At Roseland, I wished for more variety, because these guys have it in them. One fat and crunchy stomper after the next got tiresome, so much that when Jones switched instruments — he also played keys, keytar, mandolin and slide bass — it was like taking a breather. “Highway One”, an unreleased cut and the only song played that wasn’t on the group’s debut, is another oil-slick rocker. The song has a nimble, bluegrass sheen — Jones playing piquant mando –instead of the heaving, stentorian overtones of the rest of what they do. If we’re to take “Highway One” as proof that the Vultures will be spreading their wings a bit wider on the already-announced second album, well, more power — or maybe more genre-bending — to them.

The Zeppelin affect is also a little too pronounced, and how could it not be, given Jones’ history and the two other protagonists’ abiding love for the Zep? Some songs devolve into guitar playgrounds pretty quickly, sometimes awkwardly trudging to their conclusions. Homme’s lead on “Elephants” and other songs are scorching in the full Jimmy Page tradition, but after so many cutthroat riffs and booming beats, there are stretches where you just wish they’d, I don’t know, do more. Riff, rumble and bash holds a song for three to five minutes, but not an entire show for 90.

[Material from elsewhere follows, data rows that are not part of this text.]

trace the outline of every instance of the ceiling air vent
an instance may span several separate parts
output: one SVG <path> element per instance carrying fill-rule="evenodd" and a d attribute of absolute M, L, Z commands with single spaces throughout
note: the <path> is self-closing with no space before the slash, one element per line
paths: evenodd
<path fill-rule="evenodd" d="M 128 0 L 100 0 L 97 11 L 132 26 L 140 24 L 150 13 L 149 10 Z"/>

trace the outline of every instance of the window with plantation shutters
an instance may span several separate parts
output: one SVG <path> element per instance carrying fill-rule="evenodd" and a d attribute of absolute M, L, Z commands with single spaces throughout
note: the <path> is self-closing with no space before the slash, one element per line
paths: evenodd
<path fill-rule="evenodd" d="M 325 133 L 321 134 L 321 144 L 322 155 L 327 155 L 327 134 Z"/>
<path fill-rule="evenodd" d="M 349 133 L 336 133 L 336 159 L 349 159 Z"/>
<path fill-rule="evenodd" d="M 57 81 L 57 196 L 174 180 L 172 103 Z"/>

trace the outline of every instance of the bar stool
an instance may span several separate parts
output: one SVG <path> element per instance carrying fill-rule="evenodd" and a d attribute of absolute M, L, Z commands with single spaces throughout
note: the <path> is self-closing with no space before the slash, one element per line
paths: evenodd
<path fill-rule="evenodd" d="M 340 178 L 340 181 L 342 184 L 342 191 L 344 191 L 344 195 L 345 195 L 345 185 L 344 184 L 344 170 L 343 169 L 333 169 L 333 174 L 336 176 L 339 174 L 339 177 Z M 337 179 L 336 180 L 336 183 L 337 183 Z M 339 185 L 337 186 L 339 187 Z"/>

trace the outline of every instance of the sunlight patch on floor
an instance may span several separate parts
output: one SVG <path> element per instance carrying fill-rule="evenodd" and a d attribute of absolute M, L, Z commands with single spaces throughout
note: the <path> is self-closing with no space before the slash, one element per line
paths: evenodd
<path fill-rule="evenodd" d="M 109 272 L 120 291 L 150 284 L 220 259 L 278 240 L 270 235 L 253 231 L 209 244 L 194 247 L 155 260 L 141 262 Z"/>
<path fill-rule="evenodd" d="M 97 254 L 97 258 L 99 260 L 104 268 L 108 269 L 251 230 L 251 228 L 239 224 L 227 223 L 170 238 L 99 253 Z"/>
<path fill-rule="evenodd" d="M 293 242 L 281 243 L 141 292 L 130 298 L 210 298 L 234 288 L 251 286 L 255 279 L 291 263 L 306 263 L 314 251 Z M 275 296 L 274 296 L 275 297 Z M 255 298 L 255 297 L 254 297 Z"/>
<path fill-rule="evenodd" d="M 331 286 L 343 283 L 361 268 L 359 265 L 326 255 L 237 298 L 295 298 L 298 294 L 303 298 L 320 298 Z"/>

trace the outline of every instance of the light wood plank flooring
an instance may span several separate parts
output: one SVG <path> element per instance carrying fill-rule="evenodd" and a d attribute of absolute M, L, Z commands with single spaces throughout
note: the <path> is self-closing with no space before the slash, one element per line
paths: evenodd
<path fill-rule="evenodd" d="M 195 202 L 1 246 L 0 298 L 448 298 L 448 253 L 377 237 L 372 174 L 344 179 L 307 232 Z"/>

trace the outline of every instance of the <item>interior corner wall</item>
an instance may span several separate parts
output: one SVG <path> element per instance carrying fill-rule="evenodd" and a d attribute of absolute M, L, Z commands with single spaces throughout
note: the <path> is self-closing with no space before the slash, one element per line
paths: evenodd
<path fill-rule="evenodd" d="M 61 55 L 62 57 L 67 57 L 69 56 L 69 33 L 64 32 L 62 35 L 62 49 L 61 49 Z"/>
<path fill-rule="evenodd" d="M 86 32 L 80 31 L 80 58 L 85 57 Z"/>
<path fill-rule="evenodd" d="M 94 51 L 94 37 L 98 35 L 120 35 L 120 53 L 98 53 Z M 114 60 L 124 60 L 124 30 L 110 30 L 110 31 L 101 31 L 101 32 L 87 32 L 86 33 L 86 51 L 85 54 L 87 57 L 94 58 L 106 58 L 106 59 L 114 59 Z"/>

Still, what charisma! Johannes might be Them Crooked Vultures’ secret ace: he’s a bit reserved next to these over-sized personalities, but was given a solo showcase to conjure up some slippery slide improvisation, and his flourishes on other songs were tastefully understated slide fills, Clavinet coloring and less definite rhythm work. And watching each of the other three is just so much fun: Jones, sly and looking fit, grooving along with the rhythms; Grohl doing his whipping-hair, Tasmanian devil thing, reveling in the violent climax of “Warsaw”, and Homme predictably wise-assed, joking about how he slipped three expletives into a Saturday Night Live performance before tearing into whatever the next pulsing juggernaut of a song was.

Homme’s not a great or particularly remarkable singer by any means, and that shows on the band’s weaker songs (I’m still not loving “Caligulove”). But he’s a sturdy and unflinching leader, and a team player whereas someone more flamboyant or more of a frontman showboat might distract from the music. That’s the trick for Them Crooked Vultures: for all their excess and grandeur, the music sounds like no particular one of them, more a sound in service of Zeppelin and the hard-edged, stomping rock progeny Zeppelin sired. Credit them that they’ve cleared the first supergroup hurdle: they know they have room to grow, and will.